In the work of the revolutionary party, there are many difficult and at times stressful discussions. I can recall numerous times when at the conclusion of such a discussion, Comrade Helen succinctly summarized the hard-won political conclusions and, on that basis, directed us to the political-organizational tasks that flowed from them and would enable those conclusions to temper the party cadre and find root in the working class.

Helen was the real deal. There was no artifice about her. She was generous, concerned with comrades’ well-being, exuded a zest for life, great intellectual curiosity and a true tenderness. But when the political issues became clear and the chips were down, she could be counted on to be all in on the political struggle.

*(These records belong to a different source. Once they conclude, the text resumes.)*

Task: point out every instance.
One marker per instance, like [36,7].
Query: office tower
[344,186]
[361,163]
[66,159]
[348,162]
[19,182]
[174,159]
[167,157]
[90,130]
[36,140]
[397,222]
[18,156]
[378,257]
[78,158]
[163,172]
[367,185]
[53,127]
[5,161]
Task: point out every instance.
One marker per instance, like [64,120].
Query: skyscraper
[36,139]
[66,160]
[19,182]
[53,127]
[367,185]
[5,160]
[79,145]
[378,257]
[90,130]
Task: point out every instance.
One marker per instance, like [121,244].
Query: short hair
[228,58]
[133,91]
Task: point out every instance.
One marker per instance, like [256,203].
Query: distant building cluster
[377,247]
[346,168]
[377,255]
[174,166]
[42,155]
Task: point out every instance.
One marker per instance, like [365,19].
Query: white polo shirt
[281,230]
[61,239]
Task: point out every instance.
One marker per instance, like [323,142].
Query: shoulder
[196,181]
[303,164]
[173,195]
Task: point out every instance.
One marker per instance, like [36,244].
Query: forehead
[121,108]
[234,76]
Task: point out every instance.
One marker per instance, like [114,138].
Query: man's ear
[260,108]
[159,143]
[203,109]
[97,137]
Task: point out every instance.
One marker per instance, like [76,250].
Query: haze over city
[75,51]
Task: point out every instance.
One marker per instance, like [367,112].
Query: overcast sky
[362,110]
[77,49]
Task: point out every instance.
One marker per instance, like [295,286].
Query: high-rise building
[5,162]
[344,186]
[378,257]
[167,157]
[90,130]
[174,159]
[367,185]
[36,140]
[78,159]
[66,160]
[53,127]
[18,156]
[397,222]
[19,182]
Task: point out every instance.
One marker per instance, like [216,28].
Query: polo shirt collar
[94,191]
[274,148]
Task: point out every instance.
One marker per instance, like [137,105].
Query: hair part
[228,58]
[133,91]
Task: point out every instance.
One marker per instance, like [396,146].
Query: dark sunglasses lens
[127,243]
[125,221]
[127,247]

Helen’s indefatigable spirit was not based on any superficial optimism, on unwillingness to recognize problems or the hope that they could be wished away. Her revolutionary optimism was founded in Marxism, in her fidelity to principles and deep political-theoretical knowledge and understanding.

Helen had nothing but contempt for the pseudo-left purveyors of identity politics, including black nationalism and feminism, and for the privileged middle-class elements who point to the difficulties and backwardness that mar the working class, not to indict capitalism, but to justify their immersion in their personal lives, complacency and self-satisfaction.

Helen Halyard, leading member of the Socialist Equality Party (US), speaks at a meeting at University of Michigan in Ann Arbor, 2009

For those of us who collaborate closely with the American section, as no doubt for its leaders and members alike, it is difficult to conceive of the US SEP without Comrade Helen, such was her role in the life of the party. That said, she has left a rich political legacy embodied in the cadre of the party she did so much to build and train. That legacy lives on. It will inspire and, above all, politically educate the masses of workers and young people now being propelled into revolutionary struggle by what Trotsky rightly called the “death agony of capitalism.”

That characterization, whose aptness is ever more starkly brought home to us on a daily basis by the squall of inter-connected global crises—economic, geopolitical, health, political and environmental—comes, of course, from the founding document of the Fourth International.

The Transitional Program begins by defining the central problem of the epoch. That is the problem that formed the content of Comrade Helen’s life—the struggle to resolve the crisis of revolutionary proletarian leadership. While that problem endures, in so far as the world Trotskyist movement today is in a far stronger position to bring about its resolution, it is in no small part due to Comrade Helen’s five-decade-long struggle for socialist internationalist principles as a leader of the Workers League, SEP and ICFI.